Step 2: Attach the branches to the base and finish the base.
First, pre-drill holes in the branches. If your branches have any cracks, make sure you avoid those areas when drilling. Position and attach your branches to the main base piece, the plywood, by screwing 2.5″ screws up through the bottom of the plywood and into the branches. We also added Liquid Nails on the bottom of each branch before screwing them on.
Next, build out and finish the base. We built a raised edge all the way around using 1″ x 3″ pine pieces cut to length. This serves two purposes: it covered the rough edge of the plywood while also creating a space for rocks to make the tree bottom heavy. I stained the entire base in Kona and finished it with two coats of semi-gloss polyurethane.
Step 3: Create and install the scratching posts.
Once the base was finished and the two branches were attached, we worked on the scratching posts. We made the posts using a 2″ x 48″ wooden dowel cut in to two pieces. I stained and finished these in Kona and semi-gloss poly to match the base and glued sisal rope around them. To get the sisal rope to stay while the glue dries, you can shoot in a few staples with a hand-held staple gun.
Then we dabbed some Liquid Nails on the bottom of each post and screwed them in to the base just as we did the tree branches.

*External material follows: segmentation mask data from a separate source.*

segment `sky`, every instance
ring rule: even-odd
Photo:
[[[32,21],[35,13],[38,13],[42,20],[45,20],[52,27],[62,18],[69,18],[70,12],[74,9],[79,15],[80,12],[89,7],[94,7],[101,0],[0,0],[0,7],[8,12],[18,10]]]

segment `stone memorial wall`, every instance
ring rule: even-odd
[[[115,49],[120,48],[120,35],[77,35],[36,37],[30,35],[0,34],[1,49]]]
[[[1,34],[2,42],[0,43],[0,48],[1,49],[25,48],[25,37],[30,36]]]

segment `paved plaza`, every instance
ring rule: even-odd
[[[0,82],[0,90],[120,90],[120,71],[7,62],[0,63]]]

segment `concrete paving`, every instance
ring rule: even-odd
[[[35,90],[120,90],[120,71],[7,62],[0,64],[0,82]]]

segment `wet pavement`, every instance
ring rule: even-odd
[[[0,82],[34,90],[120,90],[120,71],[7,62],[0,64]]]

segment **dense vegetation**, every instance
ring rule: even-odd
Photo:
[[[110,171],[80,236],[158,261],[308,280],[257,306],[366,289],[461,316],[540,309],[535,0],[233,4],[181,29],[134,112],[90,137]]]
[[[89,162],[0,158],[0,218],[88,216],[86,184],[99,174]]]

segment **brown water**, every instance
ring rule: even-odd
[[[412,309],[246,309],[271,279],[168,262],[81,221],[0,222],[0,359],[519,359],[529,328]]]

Step 4: Create the platforms.
I grabbed four scrap pieces of pine to use for the platforms. I loved being able to use these little pieces that had just been sitting around! The back scratching post platform is very small—more like a step stool for the little girl—while the front scratching post platform is a bit bigger. The two higher platforms are about the same size—big enough for King Henry to max out. We also build out a tiny little ledge around the highest platform to coordinate with the base.
I decided to do a mix of stained (Kona) and finished (semi-gloss poly) platforms to match the base and platforms upholstered with faux-fur fabric. They had the same faux fur on their old cat condo, and they loved it, so I just reused that.

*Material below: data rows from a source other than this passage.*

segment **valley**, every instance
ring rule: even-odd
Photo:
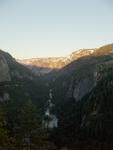
[[[0,149],[112,149],[112,87],[113,44],[24,60],[0,50]]]

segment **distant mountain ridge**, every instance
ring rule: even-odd
[[[45,57],[45,58],[31,58],[31,59],[17,59],[18,62],[25,65],[33,65],[37,67],[60,69],[83,56],[92,54],[95,49],[80,49],[68,55],[67,57]]]
[[[80,49],[68,55],[67,57],[48,57],[48,58],[31,58],[18,59],[17,61],[24,64],[35,74],[47,74],[52,70],[61,69],[74,60],[84,56],[91,55],[96,49]]]
[[[91,55],[103,55],[111,52],[113,52],[113,44],[108,44],[99,48],[80,49],[72,52],[66,57],[17,59],[17,62],[27,66],[35,75],[44,75],[50,73],[53,70],[62,69],[71,62],[82,57]]]

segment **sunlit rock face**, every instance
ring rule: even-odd
[[[9,67],[5,57],[0,52],[0,82],[10,81]]]
[[[36,75],[48,74],[53,70],[59,70],[74,60],[91,55],[95,49],[81,49],[66,57],[32,58],[17,60],[27,66]]]
[[[27,66],[36,75],[45,75],[53,70],[59,70],[66,65],[83,57],[99,56],[113,53],[113,44],[105,45],[100,48],[80,49],[72,52],[66,57],[49,57],[49,58],[31,58],[17,60],[19,63]],[[113,58],[113,55],[111,55]]]

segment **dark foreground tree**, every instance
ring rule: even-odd
[[[28,100],[18,115],[18,128],[15,134],[16,143],[30,146],[37,134],[40,134],[40,119],[35,105]]]
[[[8,145],[6,118],[4,111],[0,108],[0,150],[6,149],[6,145]]]

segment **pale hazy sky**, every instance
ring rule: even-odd
[[[0,0],[0,49],[16,58],[65,56],[108,43],[112,0]]]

Step 5: Install the platforms.
We used a combination of Liquid Nails, screws, and a nail gun (but you could use a hammer and nails) to secure each platform in place. Again, remember to avoid nailing or drilling directly into a crack in your branches.
Here’s my dad looking adorable while we were attaching the platforms!
Step 6: Add finishing touches!
Yay, almost done! Time for the finishing touches. I put a few cheap stepping stones and big rocks in the base to keep the tree bottom heavy. The rocks are big enough so that neither cat will understandably mistake the base for a litter pan and Henry won’t eat them (he is an asshole and eats lots of things he shouldn’t).
The stepping stones allow them to walk around the base and helped me keep costs down since they were so much cheaper than the rocks. I also picked up some faux vines to wrap around the branches.
And here it is—finally in its new home!
You’re going to love my total cost for this project. The tree I really loved was $800 (and used fake branches!). For my tree, I spent…
Here’s the breakdown of what I paid (I did use coupons for a lot of this):
- Satin finish for the branches ($6.00)
- Semi-gloss polyurethane ($6.47)
- Faux vines ($12.99)
- Decorative rocks and stepping stones ($25.07)
- Lumber for the base ($13.14)
- Wooden dowel ($7.98)
- Liquid Nails (3.47)
Everything else? It was found, foraged, already owned, or borrowed with the help of my sweet dad! If you have most of the tools and can get a little creative, you can keep the cost for this project much lower than it would be to buy a new similar-looking tree!